Wahrscheinlich hat es nie jemand geschafft, Bremens diverse Intellektuellen- und Kunstszene schneller und nachhaltiger gegen sich aufzubringen, als Hans Joachim Frey mit seinem marketingartigen Kulturbegriff und seiner Art, Bildungslücken in schwammigem Manager-Deutsch zu verpacken.
Seine Spielplan-Idee hieß: Glamour maximieren, weshalb die Programmhefte in Goldfarbe gedruckt wurden, teilweise mit goldenen Buchstaben auf goldenem Papier. Ähnlich inhaltsstark sein Versuch, einen Hausregisseur zu drängen, Weihnachtsbäume zu verkaufen. Zweck: eine Thomas-Bernhard-Produktion zu bewerben. Der Regisseur war dann mal lieber weg aus Bremen.
Als unangenehm hatten viele auch damals schon Freys Hang zu Geldadel und autoritären Herrschern empfunden: Anderswo, etwa in Dresden, aber auch im Bruckner-Haus Linz, wo ihm dank Bürgermeister-Rückendeckung auch gravierende Unregelmäßigkeiten bei den Dienstreisenabrechnungen und ein eklatanter Besucherrückgang nicht krumm genommen wurden. Trotzdem zog er schon nach fünf Jahre von dannen, um künstlerischer Leiter der Fußball-Weltmeisterschaft in Russland zu werden.
Aber selbst in der Barockstadt Dresden hat die Liebe zum Glanz Grenzen. Bislang hatte man es dort immer toll gefunden, dass Hans Joachim Frey beim Opernball, als wäre das Theater ein eigener Staat und der Ballmeister der Zar oder wenigstens sein Statthalter, echte Orden verleiht: Das erste Schmuckstück aus massivem Weiß- und Gelbgold mit Rubin und Brillanten ging, wie in nepotischen Regimes üblich, an Freys Onkel Armin Müller-Stahl. Einen der nächsten verschaffte er, in tiefer Dankbarkeit, seinem Gönner Wladimir Putin.

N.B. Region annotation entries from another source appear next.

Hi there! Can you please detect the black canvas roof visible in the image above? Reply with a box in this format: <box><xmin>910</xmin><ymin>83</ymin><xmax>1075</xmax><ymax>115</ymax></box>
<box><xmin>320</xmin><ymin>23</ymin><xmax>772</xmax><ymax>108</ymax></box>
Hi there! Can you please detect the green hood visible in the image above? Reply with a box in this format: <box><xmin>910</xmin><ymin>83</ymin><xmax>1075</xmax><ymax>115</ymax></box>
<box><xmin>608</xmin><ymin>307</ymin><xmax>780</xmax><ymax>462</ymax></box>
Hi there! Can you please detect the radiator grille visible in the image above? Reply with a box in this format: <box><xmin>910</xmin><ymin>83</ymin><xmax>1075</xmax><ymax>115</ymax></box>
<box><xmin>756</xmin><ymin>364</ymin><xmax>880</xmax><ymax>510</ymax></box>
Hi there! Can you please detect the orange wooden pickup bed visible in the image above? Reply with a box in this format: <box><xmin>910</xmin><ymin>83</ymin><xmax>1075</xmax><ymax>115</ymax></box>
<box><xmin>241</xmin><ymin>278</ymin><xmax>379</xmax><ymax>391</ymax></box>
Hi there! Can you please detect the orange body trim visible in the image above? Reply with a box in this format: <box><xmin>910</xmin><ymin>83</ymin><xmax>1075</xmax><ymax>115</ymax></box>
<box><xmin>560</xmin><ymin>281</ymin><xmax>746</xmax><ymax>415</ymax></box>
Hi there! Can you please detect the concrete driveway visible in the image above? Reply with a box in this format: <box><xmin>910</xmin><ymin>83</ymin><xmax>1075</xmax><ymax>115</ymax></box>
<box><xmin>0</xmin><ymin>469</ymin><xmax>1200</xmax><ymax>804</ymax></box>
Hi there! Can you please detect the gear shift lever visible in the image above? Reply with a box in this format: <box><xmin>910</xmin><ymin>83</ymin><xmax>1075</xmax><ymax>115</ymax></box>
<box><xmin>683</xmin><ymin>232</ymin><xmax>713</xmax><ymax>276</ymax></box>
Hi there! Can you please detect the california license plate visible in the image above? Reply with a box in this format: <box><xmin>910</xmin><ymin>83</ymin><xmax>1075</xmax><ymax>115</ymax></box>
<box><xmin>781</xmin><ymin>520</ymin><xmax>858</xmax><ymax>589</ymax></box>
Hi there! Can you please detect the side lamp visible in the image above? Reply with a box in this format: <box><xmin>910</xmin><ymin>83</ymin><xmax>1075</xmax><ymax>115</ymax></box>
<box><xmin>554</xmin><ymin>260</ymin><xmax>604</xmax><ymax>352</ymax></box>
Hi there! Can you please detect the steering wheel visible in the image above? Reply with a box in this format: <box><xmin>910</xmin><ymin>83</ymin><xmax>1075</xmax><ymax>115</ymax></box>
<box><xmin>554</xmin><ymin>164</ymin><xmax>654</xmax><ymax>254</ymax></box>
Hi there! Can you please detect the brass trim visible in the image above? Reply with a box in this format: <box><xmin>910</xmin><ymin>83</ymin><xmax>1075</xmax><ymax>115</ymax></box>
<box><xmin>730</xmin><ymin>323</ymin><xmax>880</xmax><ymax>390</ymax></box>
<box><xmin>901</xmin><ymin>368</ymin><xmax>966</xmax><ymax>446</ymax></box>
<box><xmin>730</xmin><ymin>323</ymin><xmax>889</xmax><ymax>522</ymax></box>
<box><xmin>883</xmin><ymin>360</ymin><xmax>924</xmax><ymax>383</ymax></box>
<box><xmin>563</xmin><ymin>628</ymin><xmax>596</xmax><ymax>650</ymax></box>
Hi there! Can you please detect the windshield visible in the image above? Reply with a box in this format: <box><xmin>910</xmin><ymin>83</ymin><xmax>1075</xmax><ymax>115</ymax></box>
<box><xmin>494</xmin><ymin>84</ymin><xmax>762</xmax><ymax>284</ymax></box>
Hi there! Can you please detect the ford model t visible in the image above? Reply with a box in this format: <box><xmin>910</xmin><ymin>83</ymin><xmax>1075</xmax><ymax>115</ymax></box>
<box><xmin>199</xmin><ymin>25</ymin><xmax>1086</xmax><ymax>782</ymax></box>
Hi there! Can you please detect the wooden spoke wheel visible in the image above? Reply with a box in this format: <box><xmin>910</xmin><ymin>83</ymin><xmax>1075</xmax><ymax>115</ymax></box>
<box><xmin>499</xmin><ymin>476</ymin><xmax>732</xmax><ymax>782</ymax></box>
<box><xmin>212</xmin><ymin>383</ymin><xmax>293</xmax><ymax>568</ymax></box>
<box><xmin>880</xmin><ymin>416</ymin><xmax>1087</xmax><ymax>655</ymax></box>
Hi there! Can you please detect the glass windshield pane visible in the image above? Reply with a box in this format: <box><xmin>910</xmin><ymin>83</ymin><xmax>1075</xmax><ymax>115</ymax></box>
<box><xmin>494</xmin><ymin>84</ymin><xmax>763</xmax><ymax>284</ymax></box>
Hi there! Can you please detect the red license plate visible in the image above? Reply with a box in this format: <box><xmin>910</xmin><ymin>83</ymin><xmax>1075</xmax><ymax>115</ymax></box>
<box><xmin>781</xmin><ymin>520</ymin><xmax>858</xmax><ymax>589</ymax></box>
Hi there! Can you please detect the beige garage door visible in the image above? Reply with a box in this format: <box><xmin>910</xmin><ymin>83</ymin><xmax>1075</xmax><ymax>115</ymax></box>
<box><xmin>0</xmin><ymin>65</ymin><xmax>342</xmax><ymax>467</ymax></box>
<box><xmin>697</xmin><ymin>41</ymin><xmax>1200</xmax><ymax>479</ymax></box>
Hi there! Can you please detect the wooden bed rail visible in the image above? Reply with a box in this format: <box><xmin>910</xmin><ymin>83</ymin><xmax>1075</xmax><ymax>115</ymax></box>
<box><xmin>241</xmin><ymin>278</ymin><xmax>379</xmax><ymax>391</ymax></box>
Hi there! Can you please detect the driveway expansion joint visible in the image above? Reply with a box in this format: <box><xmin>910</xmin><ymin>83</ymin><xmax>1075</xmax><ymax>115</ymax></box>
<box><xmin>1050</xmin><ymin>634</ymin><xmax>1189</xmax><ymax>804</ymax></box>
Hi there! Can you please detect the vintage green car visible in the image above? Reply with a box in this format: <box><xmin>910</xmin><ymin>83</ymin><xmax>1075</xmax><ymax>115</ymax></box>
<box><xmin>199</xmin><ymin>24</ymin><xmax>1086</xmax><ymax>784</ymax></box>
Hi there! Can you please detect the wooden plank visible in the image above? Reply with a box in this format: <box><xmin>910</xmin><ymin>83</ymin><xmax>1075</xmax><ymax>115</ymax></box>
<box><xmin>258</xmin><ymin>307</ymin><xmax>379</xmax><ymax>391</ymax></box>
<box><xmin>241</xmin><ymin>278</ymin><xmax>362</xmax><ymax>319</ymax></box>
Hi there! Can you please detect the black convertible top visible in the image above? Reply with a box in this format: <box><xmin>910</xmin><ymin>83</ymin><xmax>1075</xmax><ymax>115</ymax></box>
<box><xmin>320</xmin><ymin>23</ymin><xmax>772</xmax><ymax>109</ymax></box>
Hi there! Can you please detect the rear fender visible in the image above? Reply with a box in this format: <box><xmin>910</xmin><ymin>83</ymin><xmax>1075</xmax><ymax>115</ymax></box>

Man vergebe die Auszeichnung an Menschen, die sich „für das Gute“ in der Welt einsetzen und „gegen den Strom schwimmen“, heißt es. Weil jede Diktatur rückwärtsgewandt ist, sind autoritäre HerrscherInnen also prädestiniert für den Orden. Umso überraschender die aktuelle Empörung. Sie entzündet sich an der Verleihung des Ordens an den ägyptischen Präsidenten Abd al-Fattah al-Sisi.
Kritik begegnete Frey erst mit dem klassischen Sport-Argument, dass man ja keine Politik mache: „Wir wollen Kulturbrücken bauen, um darüber eine vermittelnde Sprache zwischen Regionen zu schaffen“, schwurbelte er, „und das ist der Grund, warum wir al-Sisi auszeichnen wollen.“ Außerdem sorge al-Sisi in Ägypten für „Stabilität“. Knallhart: Die Zahl der Hinrichtungen steigt jährlich.
In Dresden hatten sich wegen der Al-Sisi-Ehrung der Wirtschaftsminister (SPD), der Oberbürgermeister (FDP), Die Grünen, der DGB-Chef, der Heimatsender MDR, die Oper selbst und auch Rakers vom Ball distanziert: Sie habe am Montag um Auflösung des Vertrags gebeten, teilte sie Mittwoch per Twitter mit. Von der Zustimmung scheint sie später über Medienberichte erfahren zu haben.
Wenn alle gegen al-Sisi sind, kann Frey nicht für ihn sein: „Wir möchten uns für diese Preisverleihung entschuldigen und davon distanzieren“, ließ er jetzt wissen. Bremen aber kann sich freuen: Solche Peinlichkeiten sind dem Land erspart geblieben. Und, wäre es nicht so unhanseatisch, würde man sagen: Dafür gebührt Böhrnsen ein Orden.